Billie Jean King Joins 'War On Women' Campaign In House

WASHINGTON -- Tennis legend Billie Jean King is lending her voice to House Democrats in their "war on women" campaign.

"Some people called my tennis match against Bobby Riggs, 'The Battle of the Sexes,' King says in an email the Democratic Congressional Campaign Committee is set to send out Tuesday afternoon. "But the real battle is playing out in the halls of Congress right now, because Republicans are waging an epic battle against women’s health care choices."

King calls on Democratic supporters to sign a DCCC petition asking House Speaker John Boehner (R-Ohio), House Majority Leader Eric Cantor (R-Va.) and other top Republicans to include women in congressional discussions on topics that affect women's health. She urges supporters to sign the petition to make sure their voices are heard in the wake of last month's GOP-led House committee hearing on birth control that included no female witnesses and no supporters of President Barack Obama's contraception rule.

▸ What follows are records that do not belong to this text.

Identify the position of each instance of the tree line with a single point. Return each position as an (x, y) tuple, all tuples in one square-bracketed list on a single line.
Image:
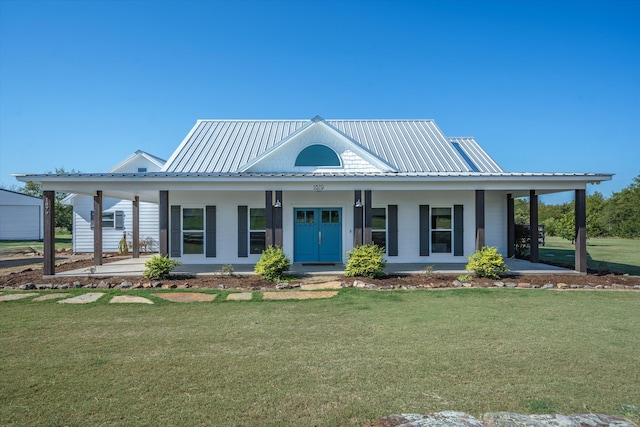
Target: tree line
[(616, 216)]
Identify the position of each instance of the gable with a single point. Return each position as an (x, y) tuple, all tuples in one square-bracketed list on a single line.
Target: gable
[(372, 146)]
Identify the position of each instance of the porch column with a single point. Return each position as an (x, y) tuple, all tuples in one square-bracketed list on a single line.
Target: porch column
[(136, 227), (97, 228), (277, 220), (49, 201), (367, 237), (163, 213), (357, 218), (479, 219), (511, 226), (268, 217), (533, 226), (581, 231)]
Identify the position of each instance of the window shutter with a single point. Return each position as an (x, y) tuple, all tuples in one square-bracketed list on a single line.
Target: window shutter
[(424, 230), (210, 230), (175, 250), (119, 220), (243, 231), (458, 230), (392, 232)]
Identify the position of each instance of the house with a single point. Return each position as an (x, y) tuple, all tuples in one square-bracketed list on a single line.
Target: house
[(117, 214), (318, 187), (21, 216)]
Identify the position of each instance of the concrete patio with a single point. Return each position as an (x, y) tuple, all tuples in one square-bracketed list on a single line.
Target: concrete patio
[(135, 267)]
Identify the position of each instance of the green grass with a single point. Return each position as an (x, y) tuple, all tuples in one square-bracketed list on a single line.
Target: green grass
[(339, 362), (63, 241), (603, 254)]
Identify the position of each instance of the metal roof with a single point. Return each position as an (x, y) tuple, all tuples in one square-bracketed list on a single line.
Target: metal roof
[(410, 146)]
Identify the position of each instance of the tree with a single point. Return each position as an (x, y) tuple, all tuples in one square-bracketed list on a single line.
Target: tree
[(624, 211), (64, 213)]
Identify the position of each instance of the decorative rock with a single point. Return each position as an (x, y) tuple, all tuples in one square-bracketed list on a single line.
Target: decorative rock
[(83, 299), (129, 299), (13, 297), (51, 296), (240, 296)]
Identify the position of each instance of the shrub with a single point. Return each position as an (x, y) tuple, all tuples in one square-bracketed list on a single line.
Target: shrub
[(159, 267), (487, 262), (365, 260), (272, 265)]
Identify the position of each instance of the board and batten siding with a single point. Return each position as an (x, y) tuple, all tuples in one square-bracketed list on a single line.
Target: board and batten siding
[(83, 232)]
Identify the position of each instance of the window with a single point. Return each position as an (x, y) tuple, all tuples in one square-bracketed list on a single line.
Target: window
[(257, 230), (193, 231), (111, 219), (441, 230), (317, 155), (379, 227)]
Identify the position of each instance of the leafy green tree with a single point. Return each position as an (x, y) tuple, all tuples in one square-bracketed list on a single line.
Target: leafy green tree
[(624, 211), (64, 213)]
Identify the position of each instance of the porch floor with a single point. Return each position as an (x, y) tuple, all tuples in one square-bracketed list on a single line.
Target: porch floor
[(135, 267)]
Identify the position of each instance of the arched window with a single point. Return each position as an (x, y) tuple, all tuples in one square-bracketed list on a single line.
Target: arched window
[(317, 155)]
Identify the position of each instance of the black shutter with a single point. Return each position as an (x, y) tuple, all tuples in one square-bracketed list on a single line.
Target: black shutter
[(119, 220), (458, 231), (392, 224), (424, 230), (210, 231), (243, 232), (175, 232)]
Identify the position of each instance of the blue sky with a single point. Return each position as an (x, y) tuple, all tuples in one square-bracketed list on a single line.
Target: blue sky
[(544, 86)]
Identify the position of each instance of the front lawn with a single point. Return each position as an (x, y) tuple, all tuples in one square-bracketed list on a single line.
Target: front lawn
[(603, 254), (338, 362)]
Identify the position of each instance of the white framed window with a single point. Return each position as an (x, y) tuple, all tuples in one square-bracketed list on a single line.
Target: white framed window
[(257, 230), (193, 231), (441, 230), (379, 227)]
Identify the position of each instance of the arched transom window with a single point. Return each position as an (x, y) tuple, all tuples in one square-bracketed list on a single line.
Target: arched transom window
[(317, 155)]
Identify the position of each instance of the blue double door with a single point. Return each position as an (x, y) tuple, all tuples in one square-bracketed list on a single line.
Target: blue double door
[(317, 234)]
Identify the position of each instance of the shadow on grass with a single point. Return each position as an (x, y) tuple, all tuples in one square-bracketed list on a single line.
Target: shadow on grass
[(566, 258)]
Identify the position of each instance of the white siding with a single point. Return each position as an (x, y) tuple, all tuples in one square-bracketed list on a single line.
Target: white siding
[(408, 202), (20, 216), (83, 233)]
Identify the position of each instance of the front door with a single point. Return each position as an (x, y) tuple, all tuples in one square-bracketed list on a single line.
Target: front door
[(317, 235)]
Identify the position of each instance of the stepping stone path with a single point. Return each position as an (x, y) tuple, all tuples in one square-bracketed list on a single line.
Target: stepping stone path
[(13, 297), (83, 299), (240, 296), (298, 295), (186, 297), (51, 296), (127, 299)]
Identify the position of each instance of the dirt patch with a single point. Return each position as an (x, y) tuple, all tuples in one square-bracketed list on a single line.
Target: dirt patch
[(33, 274)]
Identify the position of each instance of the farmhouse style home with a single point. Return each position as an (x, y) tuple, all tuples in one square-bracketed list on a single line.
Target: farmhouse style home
[(318, 188), (117, 214)]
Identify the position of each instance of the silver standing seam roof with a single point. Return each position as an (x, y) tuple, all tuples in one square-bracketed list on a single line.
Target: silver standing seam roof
[(410, 146)]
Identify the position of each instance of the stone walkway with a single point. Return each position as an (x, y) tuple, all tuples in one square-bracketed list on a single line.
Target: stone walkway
[(309, 292)]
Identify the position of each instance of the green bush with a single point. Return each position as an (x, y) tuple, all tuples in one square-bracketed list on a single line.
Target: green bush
[(159, 267), (365, 260), (487, 262), (272, 265)]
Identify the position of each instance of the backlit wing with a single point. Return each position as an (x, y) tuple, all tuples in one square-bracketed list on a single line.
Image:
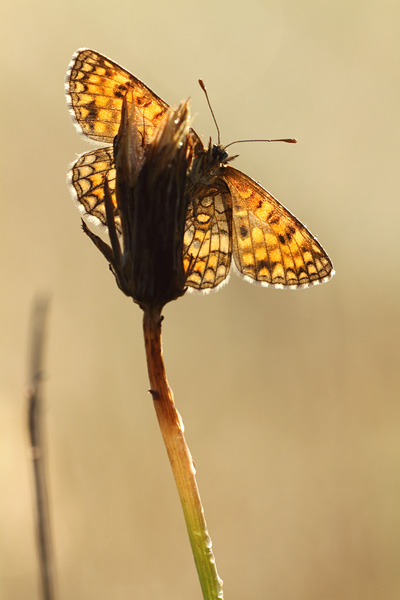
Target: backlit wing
[(87, 177), (270, 245), (95, 87), (207, 242)]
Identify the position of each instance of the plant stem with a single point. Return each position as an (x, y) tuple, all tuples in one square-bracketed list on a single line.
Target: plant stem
[(180, 458), (34, 409)]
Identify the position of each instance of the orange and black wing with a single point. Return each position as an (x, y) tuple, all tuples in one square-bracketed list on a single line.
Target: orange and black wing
[(95, 87), (207, 242), (270, 245)]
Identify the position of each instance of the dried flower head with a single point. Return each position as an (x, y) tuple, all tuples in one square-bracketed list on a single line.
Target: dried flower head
[(147, 258)]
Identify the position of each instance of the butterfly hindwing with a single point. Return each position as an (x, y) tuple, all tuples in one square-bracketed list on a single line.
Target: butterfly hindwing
[(208, 241), (95, 88), (270, 245)]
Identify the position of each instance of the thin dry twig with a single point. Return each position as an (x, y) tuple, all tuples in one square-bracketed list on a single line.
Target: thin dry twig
[(34, 410)]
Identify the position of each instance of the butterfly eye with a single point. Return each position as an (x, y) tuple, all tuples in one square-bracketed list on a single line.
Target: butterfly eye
[(219, 154)]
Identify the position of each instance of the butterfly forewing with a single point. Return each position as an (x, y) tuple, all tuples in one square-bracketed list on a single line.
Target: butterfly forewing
[(95, 88), (87, 178), (270, 245)]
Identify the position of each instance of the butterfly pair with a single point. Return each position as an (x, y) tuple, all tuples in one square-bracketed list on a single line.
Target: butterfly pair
[(229, 214)]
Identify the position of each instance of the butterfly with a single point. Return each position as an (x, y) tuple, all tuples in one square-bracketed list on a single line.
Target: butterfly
[(229, 215)]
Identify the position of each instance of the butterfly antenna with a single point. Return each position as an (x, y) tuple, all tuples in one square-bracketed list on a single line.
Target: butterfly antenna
[(287, 140), (203, 87)]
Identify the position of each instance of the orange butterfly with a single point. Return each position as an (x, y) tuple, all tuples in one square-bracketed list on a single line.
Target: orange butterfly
[(228, 213)]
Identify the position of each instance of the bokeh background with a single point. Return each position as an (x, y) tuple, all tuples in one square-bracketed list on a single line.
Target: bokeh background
[(290, 399)]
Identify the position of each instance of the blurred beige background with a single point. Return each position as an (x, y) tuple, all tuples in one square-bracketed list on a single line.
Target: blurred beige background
[(290, 399)]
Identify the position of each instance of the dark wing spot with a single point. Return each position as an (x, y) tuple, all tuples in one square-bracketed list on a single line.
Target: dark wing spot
[(121, 90), (92, 110)]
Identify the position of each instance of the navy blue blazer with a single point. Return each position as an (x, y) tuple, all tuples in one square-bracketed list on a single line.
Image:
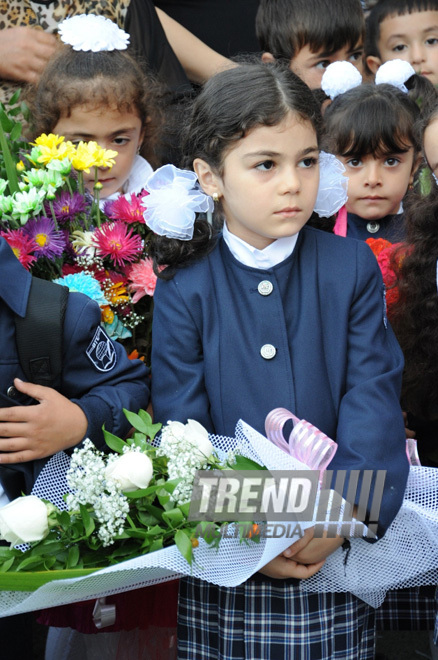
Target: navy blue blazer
[(336, 361), (102, 391)]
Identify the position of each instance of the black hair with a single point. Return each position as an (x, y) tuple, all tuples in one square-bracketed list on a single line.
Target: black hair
[(106, 78), (385, 8), (371, 119), (230, 105), (284, 27), (414, 317)]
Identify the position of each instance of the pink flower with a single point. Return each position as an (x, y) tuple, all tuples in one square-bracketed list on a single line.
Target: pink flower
[(128, 210), (116, 241), (142, 279), (22, 246)]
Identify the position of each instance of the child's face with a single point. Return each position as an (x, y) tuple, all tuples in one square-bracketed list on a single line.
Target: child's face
[(111, 129), (411, 37), (376, 186), (310, 67), (431, 146), (269, 182)]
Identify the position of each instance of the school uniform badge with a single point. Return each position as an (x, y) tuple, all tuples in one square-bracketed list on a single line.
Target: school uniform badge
[(101, 351)]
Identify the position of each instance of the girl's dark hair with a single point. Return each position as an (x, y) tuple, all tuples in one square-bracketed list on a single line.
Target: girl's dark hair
[(426, 118), (371, 119), (414, 317), (284, 27), (230, 105), (107, 78), (385, 8)]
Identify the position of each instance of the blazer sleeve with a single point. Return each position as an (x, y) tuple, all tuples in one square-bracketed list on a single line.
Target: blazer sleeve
[(102, 388), (370, 432), (178, 383)]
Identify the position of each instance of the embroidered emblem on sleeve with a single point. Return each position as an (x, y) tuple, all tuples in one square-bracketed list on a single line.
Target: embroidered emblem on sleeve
[(385, 317), (101, 351)]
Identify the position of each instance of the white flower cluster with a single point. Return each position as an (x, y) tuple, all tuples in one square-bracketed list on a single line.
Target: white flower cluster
[(395, 72), (173, 201), (88, 32), (340, 77), (86, 478), (187, 448)]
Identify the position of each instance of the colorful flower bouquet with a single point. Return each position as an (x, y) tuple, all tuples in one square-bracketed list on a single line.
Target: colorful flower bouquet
[(59, 232), (125, 525)]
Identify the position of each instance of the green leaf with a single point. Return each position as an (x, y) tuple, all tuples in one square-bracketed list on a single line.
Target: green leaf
[(16, 132), (73, 556), (6, 565), (156, 544), (113, 442), (174, 517), (32, 581), (88, 521), (184, 545), (11, 171), (243, 463), (14, 98), (6, 123), (143, 423)]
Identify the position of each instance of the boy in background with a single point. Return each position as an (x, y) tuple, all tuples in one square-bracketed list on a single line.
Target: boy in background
[(405, 30), (311, 34)]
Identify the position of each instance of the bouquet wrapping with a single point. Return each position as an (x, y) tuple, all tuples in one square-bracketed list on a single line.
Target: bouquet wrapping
[(406, 556)]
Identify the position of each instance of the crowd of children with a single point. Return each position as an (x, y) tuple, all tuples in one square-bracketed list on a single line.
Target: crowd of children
[(265, 305)]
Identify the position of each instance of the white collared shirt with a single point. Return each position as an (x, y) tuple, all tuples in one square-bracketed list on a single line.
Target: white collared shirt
[(140, 173), (269, 257)]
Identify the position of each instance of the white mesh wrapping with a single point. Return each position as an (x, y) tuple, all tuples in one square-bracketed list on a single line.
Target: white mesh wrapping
[(406, 556)]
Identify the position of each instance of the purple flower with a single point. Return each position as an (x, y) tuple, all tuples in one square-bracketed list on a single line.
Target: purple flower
[(66, 206), (47, 240)]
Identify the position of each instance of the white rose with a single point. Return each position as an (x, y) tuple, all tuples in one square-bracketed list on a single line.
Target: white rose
[(197, 435), (177, 429), (131, 471), (24, 520)]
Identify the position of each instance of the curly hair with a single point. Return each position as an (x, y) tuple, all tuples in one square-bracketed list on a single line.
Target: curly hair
[(112, 79), (231, 104), (415, 315)]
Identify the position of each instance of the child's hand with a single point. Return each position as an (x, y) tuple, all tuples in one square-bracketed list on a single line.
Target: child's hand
[(308, 550), (282, 568), (409, 433), (31, 432), (24, 52)]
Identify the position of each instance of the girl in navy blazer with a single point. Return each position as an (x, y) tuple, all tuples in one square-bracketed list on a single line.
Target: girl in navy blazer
[(272, 313)]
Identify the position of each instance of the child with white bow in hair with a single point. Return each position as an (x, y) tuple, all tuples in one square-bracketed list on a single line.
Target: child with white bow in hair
[(370, 128)]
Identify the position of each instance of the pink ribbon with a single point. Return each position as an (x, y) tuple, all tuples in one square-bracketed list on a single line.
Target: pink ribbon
[(306, 443)]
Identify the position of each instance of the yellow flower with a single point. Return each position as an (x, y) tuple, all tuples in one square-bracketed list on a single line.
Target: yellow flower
[(116, 293), (90, 154), (50, 141), (84, 158), (53, 147)]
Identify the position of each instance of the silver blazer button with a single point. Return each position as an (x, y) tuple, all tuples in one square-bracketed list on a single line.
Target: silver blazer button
[(268, 351), (265, 288)]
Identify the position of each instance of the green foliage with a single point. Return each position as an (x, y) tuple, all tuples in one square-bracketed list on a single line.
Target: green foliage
[(10, 139)]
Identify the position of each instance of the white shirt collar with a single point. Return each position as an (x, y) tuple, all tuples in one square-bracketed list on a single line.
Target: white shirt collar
[(141, 171), (248, 255)]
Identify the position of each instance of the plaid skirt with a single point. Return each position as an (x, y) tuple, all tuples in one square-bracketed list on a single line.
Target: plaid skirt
[(408, 609), (271, 620)]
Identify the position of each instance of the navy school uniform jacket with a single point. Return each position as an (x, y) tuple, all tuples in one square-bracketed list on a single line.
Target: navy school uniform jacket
[(318, 344), (101, 388)]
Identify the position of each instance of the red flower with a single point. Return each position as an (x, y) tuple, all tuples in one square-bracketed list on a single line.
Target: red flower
[(142, 279), (116, 241), (377, 245), (22, 246), (128, 210)]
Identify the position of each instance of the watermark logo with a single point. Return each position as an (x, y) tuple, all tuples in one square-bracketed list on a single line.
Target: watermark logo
[(284, 497)]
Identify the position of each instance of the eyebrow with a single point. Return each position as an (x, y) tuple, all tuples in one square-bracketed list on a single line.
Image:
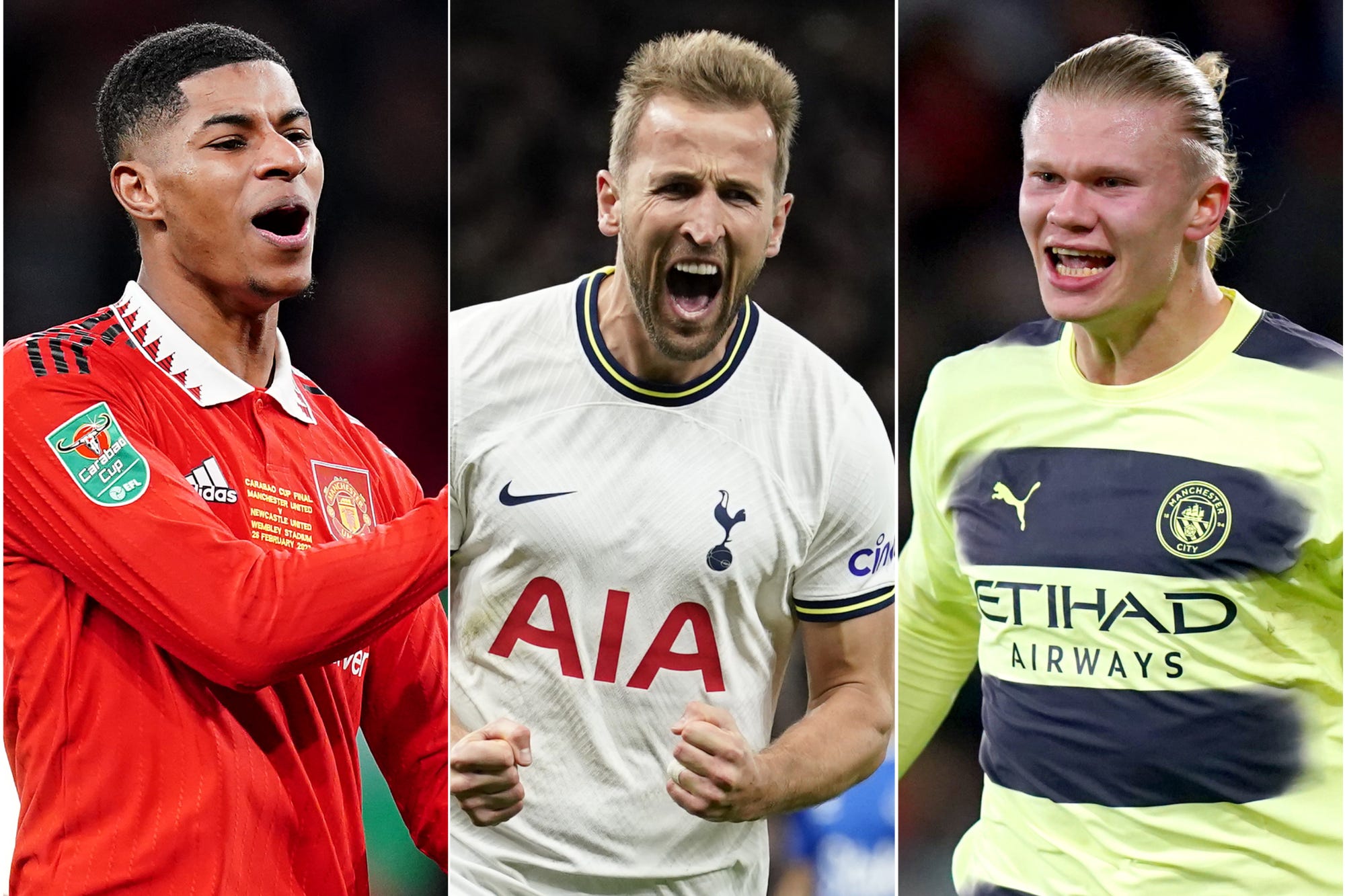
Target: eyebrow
[(1093, 170), (728, 184), (244, 120)]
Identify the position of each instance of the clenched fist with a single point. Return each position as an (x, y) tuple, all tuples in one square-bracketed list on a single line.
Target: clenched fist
[(484, 771)]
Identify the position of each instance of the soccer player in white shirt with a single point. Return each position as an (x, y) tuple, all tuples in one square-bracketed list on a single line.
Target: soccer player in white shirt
[(653, 485)]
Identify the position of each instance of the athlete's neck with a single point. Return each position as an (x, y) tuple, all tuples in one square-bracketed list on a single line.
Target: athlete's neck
[(1144, 339), (630, 343), (239, 335)]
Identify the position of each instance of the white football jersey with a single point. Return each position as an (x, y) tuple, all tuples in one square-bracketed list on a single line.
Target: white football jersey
[(622, 548)]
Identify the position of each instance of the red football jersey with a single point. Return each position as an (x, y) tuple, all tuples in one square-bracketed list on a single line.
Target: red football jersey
[(208, 589)]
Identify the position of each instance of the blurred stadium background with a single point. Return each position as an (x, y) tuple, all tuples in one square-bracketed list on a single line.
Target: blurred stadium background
[(965, 271), (533, 89), (375, 337)]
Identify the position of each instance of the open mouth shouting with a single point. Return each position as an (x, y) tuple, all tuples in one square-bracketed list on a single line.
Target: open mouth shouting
[(693, 287), (1074, 268), (284, 224)]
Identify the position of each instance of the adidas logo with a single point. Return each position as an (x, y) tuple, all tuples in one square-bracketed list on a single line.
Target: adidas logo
[(209, 482)]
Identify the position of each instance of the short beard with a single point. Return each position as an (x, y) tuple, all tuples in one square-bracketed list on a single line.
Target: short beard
[(646, 296), (263, 291)]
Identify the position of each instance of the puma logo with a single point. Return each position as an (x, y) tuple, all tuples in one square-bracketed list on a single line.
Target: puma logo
[(1003, 493)]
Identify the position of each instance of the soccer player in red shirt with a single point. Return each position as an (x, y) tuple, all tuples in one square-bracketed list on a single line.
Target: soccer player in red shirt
[(213, 576)]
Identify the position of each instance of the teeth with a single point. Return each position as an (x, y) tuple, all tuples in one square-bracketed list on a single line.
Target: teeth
[(697, 268), (1078, 272)]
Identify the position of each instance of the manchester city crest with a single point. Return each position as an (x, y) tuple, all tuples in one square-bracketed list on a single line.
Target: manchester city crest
[(1195, 520)]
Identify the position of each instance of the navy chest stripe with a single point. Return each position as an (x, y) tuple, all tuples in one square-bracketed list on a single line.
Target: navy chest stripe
[(1125, 512), (1140, 747)]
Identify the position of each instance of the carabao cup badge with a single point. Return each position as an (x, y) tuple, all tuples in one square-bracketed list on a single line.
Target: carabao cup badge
[(346, 498), (98, 455), (1195, 520)]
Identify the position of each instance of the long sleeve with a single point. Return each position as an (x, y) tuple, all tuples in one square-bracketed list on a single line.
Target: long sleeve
[(241, 615), (406, 721)]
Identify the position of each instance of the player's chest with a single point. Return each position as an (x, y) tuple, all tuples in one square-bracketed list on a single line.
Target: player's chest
[(640, 497), (1124, 510), (272, 478)]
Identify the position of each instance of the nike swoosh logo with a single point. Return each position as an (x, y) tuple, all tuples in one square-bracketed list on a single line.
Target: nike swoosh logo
[(509, 501)]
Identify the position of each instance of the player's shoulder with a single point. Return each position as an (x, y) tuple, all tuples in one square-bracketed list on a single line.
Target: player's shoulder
[(987, 364), (1280, 341), (84, 352), (348, 430), (329, 412)]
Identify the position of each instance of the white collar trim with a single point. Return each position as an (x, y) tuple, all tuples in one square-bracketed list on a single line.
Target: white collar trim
[(208, 381)]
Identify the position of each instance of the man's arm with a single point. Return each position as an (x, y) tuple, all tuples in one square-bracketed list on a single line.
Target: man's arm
[(237, 614), (840, 740), (406, 721), (938, 622)]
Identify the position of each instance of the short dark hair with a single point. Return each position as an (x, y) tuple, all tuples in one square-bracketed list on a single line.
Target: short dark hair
[(142, 89)]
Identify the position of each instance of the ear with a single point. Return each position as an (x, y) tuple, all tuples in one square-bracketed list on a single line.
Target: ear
[(134, 185), (1211, 205), (782, 212), (609, 204)]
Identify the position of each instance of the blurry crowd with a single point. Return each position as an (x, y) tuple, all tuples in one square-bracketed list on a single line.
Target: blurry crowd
[(966, 275)]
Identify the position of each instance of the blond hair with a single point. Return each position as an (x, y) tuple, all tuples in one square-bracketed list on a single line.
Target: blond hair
[(1132, 67), (709, 68)]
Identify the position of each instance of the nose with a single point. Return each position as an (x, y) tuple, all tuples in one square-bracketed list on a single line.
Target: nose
[(1073, 209), (704, 222), (280, 158)]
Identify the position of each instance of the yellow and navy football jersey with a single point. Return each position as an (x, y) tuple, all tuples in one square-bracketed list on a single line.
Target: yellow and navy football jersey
[(1151, 579), (625, 546)]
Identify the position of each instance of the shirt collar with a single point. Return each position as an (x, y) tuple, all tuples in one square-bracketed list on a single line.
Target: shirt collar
[(208, 381)]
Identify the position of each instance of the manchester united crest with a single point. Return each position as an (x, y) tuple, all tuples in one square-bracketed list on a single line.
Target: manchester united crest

The DCCC email also hits House Republican leaders for preventing Democrats from televising their own hearing on the issue featuring Sandra Fluke, a witness who was turned away from the House GOP hearing and who supports Obama's contraception rule, which requires most religiously affiliated employers to provide contraception coverage to their employees.

"If we can get 134,691 more signatures, we'll have one million strong standing against the Republicans' assault on women’s rights," King says. "Will you sign the 'Stop the Republican War on Women' petition today?"

King's email directs readers to the DCCC petition, which lists off other congressional initiatives that Democrats say are proof of House Republicans' "war on women," including a GOP effort to redefine rape to only include cases of "forcible rape" and votes to defund Planned Parenthood.

House Democrats have done well for themselves by campaigning on contraception rights. In less than two weeks, their "war on women" campaign has nearly hit its target of one million signatures and raised more than $1.1 million.